22.2.2010: Forschung international
Bioinvasion über die fünf Weltmeere
Invasion biologique dans les cinq océans du monde
Pablos Kaluza et al.
Die Pazifische Auster im norddeutschen Wattenmeer, die Zebramuschel aus dem kaspischen Meer in den Grossen Seen Amerikas, die chinesische Wollhandkrabbe im Rhein: Sie sind Beispiele für so genannte invasive Arten, die in Ökosysteme eindringen, in die sie nicht hingehören. Dort verursachen sie Schäden in Milliardenhöhe. Doch wie gelangen ortsfremde Arten in die ihnen fremden Ökosysteme?

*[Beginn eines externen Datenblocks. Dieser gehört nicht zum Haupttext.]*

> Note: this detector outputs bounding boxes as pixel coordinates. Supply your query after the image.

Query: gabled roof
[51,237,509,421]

L’huître du Pacifique dans la mer des Wadden en Allemagne du Nord, la moule zébrée de la mer Caspienne dans les grands lacs d’Amérique, le crabe poilu de Shangai dans le Rhin: ce sont tous des exemples d’espèces dites invasives, pénétrant des écosystèmes dans lesquels ils ne sont pas à leur place. Là, ils engendrent des dégâts atteignant des millliards. Mais comment les espèces exotiques parviennent-elles dans ces écosystèmes qui leur sont étrangers?
Die Antwort scheint simpel. Sie werden oft als blinde Passagiere auf Frachtschiffen um die halbe Welt transportiert. Eine Forschergruppe der Universität Oldenburg nahm sich des Problems an. Mit komplexen Computer-Modellen haben die Forschenden die Routen der Frachtschiffe durch die fünf Weltmeere analysiert. Dabei stellten sie fest, dass der Schiffsverkehr einem mathematischen Muster folgt. Dieses zeigt die Ausmasse der Bedrohung durch invasive Arten auf und macht die Ausbreitung der Organismen quantifizierbar.

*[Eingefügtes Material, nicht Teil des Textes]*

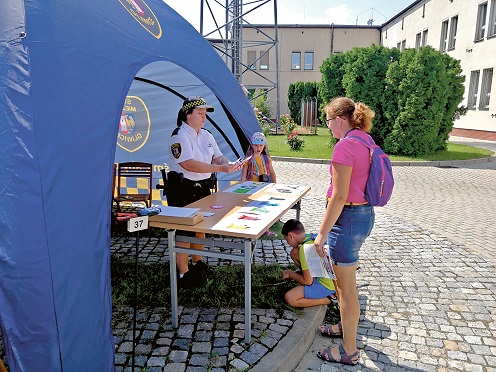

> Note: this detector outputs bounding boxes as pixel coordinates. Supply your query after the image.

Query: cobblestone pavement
[0,139,496,372]
[290,140,496,372]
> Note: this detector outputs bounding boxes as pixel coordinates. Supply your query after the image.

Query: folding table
[149,181,310,344]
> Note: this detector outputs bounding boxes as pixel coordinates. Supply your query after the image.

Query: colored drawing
[227,223,249,230]
[238,214,260,221]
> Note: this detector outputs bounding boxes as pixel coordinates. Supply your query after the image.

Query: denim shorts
[303,278,336,298]
[327,205,375,266]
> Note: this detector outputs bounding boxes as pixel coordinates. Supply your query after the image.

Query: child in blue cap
[241,132,277,183]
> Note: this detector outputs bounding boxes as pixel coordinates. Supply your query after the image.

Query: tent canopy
[0,0,260,371]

Die stetige Intensivierung des globalen Schiffsverkehrs führt ungewollt zur weltweiten Ausbreitung bestimmter Arten. Allein in der Nordsee leben mittlerweile mehr als 200 Arten, die hauptsächlich durch Schiffe eingeschleppt wurden. Bioinvasion ist aber nicht auf marine Organismen, Schiffe oder bestimmte Regionen beschränkt. Es ist ein weltweites Problem, das mittlerweile jedes Land betrifft und langfristig zu einer globalen Homogenisierung, aber auch Gefährdung unserer Ökosysteme führt. Einmal eingewandert lassen sich invasive Arten nur schwer ausrotten oder kontrollieren. Die effektivste Strategie liegt daher in der Vermeidung von Bioinvasion, so die Forschenden. Es sei unmöglich, alle Schiffe zu kontrollieren, deshalb solle eine effektive Prävention auf Hochrisiko-Schiffe und -Häfen abzielen. Bisher scheiterten solche Versuche an fehlenden Kenntnissen über die globale Ausbreitungsdynamik potenziell invasiver Arten.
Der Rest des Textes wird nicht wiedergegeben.